With such a decorator you can specify if sub-branch guarded by this decorator should be aborted on condition values change (“AbortSelf”), and you can even request that lower-priority behavior gets aborted if said decorator is “available” again after failing previously (the “Abort lower priority” mode). You can also request both behaviors as well.

Regarding Decorators not ticking there’s also a special BTNode category that does that actually: Services. A service will tick with a specified frequency and run some code. The ideal use case is that you have a service calculate some data an put it into the Blackboard and then have decorators using that data to control BT flow.

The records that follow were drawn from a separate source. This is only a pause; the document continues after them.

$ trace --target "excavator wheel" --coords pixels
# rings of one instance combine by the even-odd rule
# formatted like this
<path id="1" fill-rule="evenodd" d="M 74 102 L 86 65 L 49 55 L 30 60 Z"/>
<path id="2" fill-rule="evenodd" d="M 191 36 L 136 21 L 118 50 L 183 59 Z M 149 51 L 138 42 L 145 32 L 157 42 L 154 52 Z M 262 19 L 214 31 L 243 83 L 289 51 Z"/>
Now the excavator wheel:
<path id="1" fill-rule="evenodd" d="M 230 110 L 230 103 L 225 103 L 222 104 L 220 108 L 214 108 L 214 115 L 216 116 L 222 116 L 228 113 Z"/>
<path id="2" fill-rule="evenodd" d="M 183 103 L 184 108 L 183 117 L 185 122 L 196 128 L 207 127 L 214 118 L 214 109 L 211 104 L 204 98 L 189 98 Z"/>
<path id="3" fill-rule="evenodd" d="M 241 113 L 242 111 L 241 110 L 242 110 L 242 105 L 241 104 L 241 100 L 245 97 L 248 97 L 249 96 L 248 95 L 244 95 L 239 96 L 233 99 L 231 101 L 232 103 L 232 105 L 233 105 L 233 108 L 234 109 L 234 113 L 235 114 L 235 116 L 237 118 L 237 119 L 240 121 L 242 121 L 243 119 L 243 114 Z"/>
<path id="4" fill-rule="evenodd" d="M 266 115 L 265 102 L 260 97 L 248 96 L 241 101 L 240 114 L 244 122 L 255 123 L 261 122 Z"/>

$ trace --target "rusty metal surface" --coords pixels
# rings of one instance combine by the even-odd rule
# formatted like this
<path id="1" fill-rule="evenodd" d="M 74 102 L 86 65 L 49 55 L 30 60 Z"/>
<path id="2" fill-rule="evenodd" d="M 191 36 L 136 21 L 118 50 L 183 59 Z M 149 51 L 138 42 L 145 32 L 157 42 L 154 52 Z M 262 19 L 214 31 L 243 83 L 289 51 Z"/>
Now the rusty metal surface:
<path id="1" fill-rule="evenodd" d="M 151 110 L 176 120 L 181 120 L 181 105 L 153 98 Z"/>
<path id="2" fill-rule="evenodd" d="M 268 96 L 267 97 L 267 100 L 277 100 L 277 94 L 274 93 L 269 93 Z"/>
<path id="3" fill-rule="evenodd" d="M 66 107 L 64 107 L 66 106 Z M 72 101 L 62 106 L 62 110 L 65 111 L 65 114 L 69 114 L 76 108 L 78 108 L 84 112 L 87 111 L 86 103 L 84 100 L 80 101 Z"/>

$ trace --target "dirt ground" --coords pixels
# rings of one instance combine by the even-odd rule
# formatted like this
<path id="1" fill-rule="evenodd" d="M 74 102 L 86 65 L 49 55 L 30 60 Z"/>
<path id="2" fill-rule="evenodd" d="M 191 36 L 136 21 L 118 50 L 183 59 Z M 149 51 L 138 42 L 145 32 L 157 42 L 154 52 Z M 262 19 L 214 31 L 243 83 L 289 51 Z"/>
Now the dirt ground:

The less ticking the better :wink:

–mieszko

Thanks for your reply! I wasn’t having any issue with the decorator itself (I didn’t need to use a blackboard in this case because that custom decorator was checking a variable on the casted controller); my question was more about the decorator check on every frame, which is what I need.

I am aware of services for ticking, but I don’t think I fully understand what you’re proposing. I know how I can make a service calculate some data and put it on a Blackboard value(s). But the decorator would have no chance to operate on this information every frame, because its condition check only seems to occur upon a node’s execution having started. So in my example above, my child “Wait” node keeps it “InProgress” and the decorator will not be able to continually check any blackboard data, whether it’s calculated per-frame in a Service or not. Am I understanding this properly?

I was kind of able to get some of the behavior I was desiring by adding a Service on the base Selector node. This Service would every frame query direct child decorators to see if they need to subvert any currently executing branch. What I ran into, unfortunately, was that certain functions weren’t publicly exposed on the BehaviorTreeComponent to fully control the execution flow from that point on (e.g., UBehaviorTreeComponent::AbortCurrentTask()), and since I did not want to modify engine source, I was forced to try some hackery to get an approximation of what I wanted.

Thanks again for your response.

The BB-based decorator gets notified on changes to the key he’s observing and reevaluates his condition (provided it’s set to abort self, lower priority or both). No ticking required :smiley:

Ah, interesting. I’ll give this a try (and at the very least, inspect the blackboard decorator code to see what I can learn about forcing re-evaluation). Thanks!